§ 19. Mrs. Leah Manning
asked the Secretary of State for War if he is aware that the British War Claims Commision have refused to accept service of proceedings in order to establish the question of liability in the case of an infant, Alan Ruffell, who was seriously injured when knocked down by transport driven by an American soldier in September, 1944; that this case has now been proceeding for some years; and what steps he proposes to take to end the continued evasion of the matter by the British War Claims Commission.

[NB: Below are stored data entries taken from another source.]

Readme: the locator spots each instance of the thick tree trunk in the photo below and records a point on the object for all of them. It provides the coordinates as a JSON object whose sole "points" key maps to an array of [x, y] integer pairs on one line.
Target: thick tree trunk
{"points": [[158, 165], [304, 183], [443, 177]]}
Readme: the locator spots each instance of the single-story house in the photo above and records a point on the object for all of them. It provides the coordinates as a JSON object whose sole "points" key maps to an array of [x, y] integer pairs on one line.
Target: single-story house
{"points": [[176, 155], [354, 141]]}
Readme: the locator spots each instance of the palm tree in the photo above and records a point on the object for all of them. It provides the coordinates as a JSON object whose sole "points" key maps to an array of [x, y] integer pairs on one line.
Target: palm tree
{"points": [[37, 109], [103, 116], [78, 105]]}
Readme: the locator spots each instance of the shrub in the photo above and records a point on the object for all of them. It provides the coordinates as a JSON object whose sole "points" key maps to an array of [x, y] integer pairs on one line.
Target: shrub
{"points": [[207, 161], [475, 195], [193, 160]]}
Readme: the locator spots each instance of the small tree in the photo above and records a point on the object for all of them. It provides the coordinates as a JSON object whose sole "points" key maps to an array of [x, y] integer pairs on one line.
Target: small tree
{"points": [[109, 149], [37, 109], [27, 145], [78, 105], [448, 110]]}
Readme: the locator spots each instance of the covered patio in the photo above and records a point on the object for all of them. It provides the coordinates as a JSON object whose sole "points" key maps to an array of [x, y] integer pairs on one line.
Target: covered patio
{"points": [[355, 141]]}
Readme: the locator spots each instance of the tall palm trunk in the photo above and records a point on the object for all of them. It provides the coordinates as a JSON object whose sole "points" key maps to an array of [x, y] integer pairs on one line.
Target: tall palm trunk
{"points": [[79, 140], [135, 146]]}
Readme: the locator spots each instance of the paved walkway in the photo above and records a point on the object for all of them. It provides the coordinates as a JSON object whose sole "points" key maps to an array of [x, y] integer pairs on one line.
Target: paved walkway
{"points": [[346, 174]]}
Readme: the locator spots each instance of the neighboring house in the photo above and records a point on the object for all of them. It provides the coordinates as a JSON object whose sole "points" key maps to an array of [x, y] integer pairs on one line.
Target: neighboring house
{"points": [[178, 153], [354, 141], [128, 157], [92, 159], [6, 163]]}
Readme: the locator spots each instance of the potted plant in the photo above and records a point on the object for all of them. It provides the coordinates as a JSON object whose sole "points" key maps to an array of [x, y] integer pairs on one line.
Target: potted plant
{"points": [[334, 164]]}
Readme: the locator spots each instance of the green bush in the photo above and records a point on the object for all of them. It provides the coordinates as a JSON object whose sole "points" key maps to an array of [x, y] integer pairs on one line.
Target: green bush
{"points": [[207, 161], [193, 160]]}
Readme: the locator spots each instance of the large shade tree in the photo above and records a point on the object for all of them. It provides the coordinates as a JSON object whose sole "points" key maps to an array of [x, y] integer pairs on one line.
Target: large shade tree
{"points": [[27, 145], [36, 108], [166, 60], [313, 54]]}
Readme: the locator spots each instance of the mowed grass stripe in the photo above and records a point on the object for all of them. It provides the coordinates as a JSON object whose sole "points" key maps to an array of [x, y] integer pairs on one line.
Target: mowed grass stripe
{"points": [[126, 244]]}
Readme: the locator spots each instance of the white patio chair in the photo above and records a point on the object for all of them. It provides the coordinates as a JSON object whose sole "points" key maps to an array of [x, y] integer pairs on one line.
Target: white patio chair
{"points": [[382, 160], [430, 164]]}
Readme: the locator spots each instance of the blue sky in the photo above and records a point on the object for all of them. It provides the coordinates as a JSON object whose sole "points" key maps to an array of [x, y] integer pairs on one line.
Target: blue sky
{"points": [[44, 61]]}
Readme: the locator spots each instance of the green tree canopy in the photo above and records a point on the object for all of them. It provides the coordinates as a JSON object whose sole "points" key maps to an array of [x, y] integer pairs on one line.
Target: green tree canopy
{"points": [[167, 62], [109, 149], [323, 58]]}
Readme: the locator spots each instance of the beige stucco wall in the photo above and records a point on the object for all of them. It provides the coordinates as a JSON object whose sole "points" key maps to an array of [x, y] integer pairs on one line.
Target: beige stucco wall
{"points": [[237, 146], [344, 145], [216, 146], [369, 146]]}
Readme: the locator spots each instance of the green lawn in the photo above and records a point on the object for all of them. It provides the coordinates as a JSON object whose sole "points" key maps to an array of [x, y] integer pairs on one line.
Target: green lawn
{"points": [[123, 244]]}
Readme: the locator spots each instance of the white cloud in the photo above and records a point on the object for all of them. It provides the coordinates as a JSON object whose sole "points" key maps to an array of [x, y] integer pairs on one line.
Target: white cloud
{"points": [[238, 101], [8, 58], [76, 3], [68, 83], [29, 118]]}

§ Following is the statement:
§ In the light of the evidence given by the United States driver, and by a doctor, who was an independent witness of the accident, it was considered that no liability could be admitted on behalf of the United States Government for this accident. Accordingly, the boy's mother was informed that the claim was repudiated. An ex gratia payment of £28 723 was, however, made to cover the mother's out-of-pocket expenses, and, in addition, the hospital charges, totalling approximately £159, were met in full by my Department. These payments, which were made in July, 1946, were stated to be in full and final settlement of all claims arising out of the accident and were made without any admission of liability. The claimant took no further action to reopen the matter until September, 1947, 14 months later, and three years after the accident. Subsequently, my hon. Friend wrote on 20th July, 1948, and the circumstances were fully explained to her in a letter dated 7th August. Since then no further communication has been received from anyone representing the claimant. I cannot, therefore, see that there has been any evasion of the matter.
§ My Department did not instruct the Treasury Solicitor to accept service of proceedings, because the further claim which was being pressed did not appear to fall within the scope of the agreement entered into with the United States Government.
§ If the United States authorities and my Department were to agree to the matter now being litigated 4½ years after the accident, the case of the United States driver (whose testimony is vital, and who has long since left this country) would be gravely prejudiced by reason of the delay that has occurred.
§ The question whether any further payment of an ex gratia character is warranted, as already indicated in the letter to my hon. Friend, is primarily a matter for the United States authorities. My Department is, however, consulting with those authorities to see whether any such further ex-gratia payment can be made.